Shall we dance? Don’t let that wheelchair stop you
By Ad Crable
Updated Feb 19, 2007 15:52
Recently, I rented the documentary film “Murderball.” It’s an intimate, if often blunt, glimpse into the very physical world of wheelchair rugby, in which quadriplegic men fuse themselves into wheelchairs they’ve customized into battering rams.
They knock themselves over a lot.
The jarring physicality shatters one stereotype you might have of the 1.6 million people in the United States who use wheelchairs to get around.
The way the men use their vehicles to express themselves and compete in a sport reminded me to unearth a story idea I had jotted down several years ago.
I had read the obituary of Mildred Groff, an 85-year-old woman from Drumore Township who had been killed, along with her daughter, in a 2002 car crash near the Buck.
Groff had lost both her legs to diabetes when she was in her 40s.
One line in the obituary jumped out at me: “She enjoyed square dancing in her wheelchair with a group of friends who use wheelchairs.”
Relatives couldn’t steer me to Groff’s former dance partners, but I learned that wheelchair dancing is a source of joy for disabled people around the country.
Leo Whaley, 69, who lives north of Harrisburg and has been in a wheelchair since being struck by a truck at age 5, was so into square dancing that he was on television as part of a telethon on the West Coast in the late 1950s.
Square-dancing wheelchair groups were very popular then and are still going strong.
Many dance companies across the country now offer wheelchair dancing. The U.S. Handicapable Square Dance Association has sponsored annual square dance conventions since 1988.
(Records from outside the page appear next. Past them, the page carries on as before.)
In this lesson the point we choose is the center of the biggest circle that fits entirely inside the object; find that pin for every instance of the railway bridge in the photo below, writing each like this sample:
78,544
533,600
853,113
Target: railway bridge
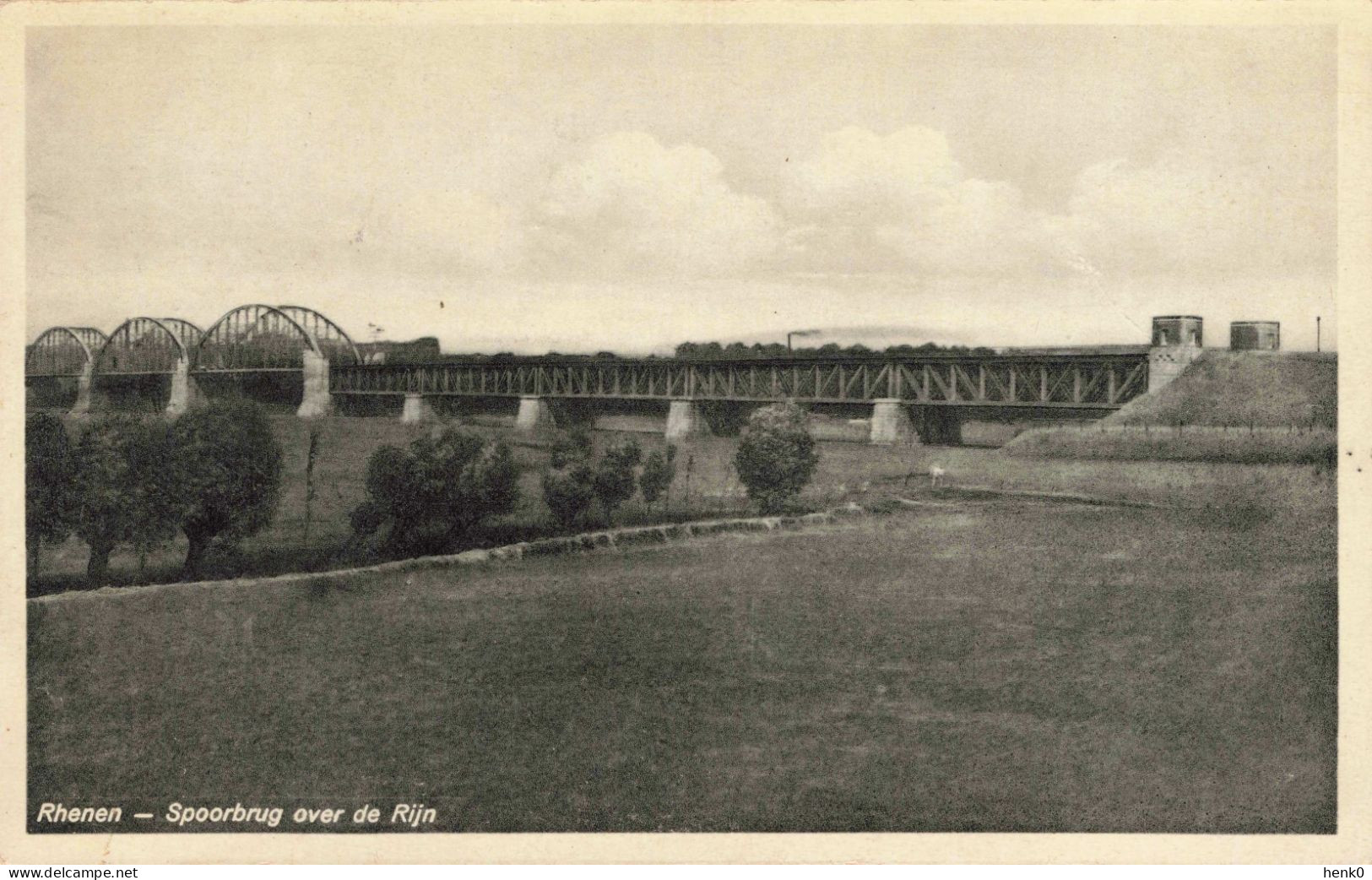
301,353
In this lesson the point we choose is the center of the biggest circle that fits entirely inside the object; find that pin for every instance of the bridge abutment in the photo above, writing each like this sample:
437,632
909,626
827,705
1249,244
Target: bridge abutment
1167,362
535,416
685,419
891,423
314,399
416,410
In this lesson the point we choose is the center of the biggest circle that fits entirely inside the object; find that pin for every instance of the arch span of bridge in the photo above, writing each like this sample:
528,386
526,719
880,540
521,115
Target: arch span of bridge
166,359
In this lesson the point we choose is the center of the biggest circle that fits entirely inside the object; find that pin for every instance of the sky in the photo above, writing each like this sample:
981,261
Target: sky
577,188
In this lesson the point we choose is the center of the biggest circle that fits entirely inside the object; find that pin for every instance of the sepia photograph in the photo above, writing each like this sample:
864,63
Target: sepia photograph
681,426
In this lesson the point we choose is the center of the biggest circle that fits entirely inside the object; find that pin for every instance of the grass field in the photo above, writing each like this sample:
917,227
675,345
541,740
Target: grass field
973,666
706,486
1214,443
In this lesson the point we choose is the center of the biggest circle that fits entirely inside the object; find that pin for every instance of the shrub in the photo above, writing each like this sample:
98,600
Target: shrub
443,485
659,473
616,476
129,485
230,464
568,492
775,456
50,469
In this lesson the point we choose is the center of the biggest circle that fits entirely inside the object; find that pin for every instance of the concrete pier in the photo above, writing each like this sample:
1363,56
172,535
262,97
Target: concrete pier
686,419
316,401
416,410
184,392
535,416
891,423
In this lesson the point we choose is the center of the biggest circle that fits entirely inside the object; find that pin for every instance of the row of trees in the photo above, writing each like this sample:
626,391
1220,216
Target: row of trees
423,497
577,480
213,474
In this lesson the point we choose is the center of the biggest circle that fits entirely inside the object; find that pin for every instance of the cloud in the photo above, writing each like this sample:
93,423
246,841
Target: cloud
442,228
1179,215
902,202
632,206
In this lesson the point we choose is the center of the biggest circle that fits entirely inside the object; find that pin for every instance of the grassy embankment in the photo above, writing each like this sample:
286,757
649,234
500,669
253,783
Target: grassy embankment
1233,406
983,666
706,486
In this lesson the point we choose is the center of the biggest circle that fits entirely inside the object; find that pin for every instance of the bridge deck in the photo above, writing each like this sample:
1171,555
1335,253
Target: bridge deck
1093,381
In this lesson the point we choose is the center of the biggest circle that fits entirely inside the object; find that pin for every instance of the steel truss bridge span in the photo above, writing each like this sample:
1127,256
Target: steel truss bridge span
1086,382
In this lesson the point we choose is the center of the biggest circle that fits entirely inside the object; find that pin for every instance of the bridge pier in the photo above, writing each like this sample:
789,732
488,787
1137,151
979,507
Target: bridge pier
84,382
314,399
535,416
416,410
686,419
184,392
891,423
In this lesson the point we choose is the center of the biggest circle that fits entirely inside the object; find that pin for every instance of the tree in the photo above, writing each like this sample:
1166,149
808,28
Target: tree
659,473
230,465
568,492
127,484
50,470
616,476
775,456
443,485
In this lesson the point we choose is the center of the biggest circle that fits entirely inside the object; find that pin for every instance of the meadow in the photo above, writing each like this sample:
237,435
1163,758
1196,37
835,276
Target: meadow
972,665
706,486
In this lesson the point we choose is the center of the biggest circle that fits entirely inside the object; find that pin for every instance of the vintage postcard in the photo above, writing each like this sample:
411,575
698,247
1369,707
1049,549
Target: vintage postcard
685,432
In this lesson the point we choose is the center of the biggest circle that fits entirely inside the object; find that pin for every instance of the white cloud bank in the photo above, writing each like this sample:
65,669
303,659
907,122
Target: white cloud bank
632,206
867,204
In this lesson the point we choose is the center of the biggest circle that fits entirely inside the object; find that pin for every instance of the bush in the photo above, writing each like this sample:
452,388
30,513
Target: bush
230,469
568,492
441,486
129,482
616,476
659,473
775,456
50,470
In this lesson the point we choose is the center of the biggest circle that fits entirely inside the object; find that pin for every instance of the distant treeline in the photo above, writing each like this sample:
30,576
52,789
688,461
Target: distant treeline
715,350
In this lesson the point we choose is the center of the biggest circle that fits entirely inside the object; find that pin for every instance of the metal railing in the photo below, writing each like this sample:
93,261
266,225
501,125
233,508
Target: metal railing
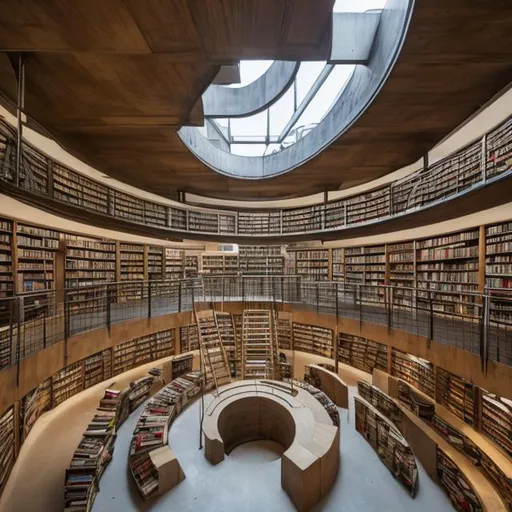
478,323
472,167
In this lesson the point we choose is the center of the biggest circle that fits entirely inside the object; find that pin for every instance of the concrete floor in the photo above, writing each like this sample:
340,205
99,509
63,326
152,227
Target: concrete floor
249,478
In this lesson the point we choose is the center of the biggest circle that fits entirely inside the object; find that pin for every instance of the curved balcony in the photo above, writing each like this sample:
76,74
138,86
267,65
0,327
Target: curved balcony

Square dancing is a nice fit for those in wheelchairs because the reverse directions and turn in place moves can be accomplished in wheelchairs.
Not so the side-to-side swaying of ballroom dancing.
But that didn’t stop Whaley and his late wife, Nancy, who used a wheelchair for almost all her life, from cutting the rug.
He recalls a Caribbean cruise. The couple had avoided the nightly dances because he felt silly and conspicuous.
One night, they were roaming atop the ship all alone. Roving troubadours came by.
Let’s dance, his wife suggested. They did. “You get some pleasure from listening to the music and imagining you are moving with it,” Whaley says.
The couple was lost in the moment. When the music stopped, they were startled to see perhaps 100 people looking on admiringly.
“One gentleman put a hand on my shoulder and said, ‘You two are an inspiration.’
“That’s nice, but I didn’t do it as a performance,” Whaley says, remembering.
“I did it because I wanted to please my wife.”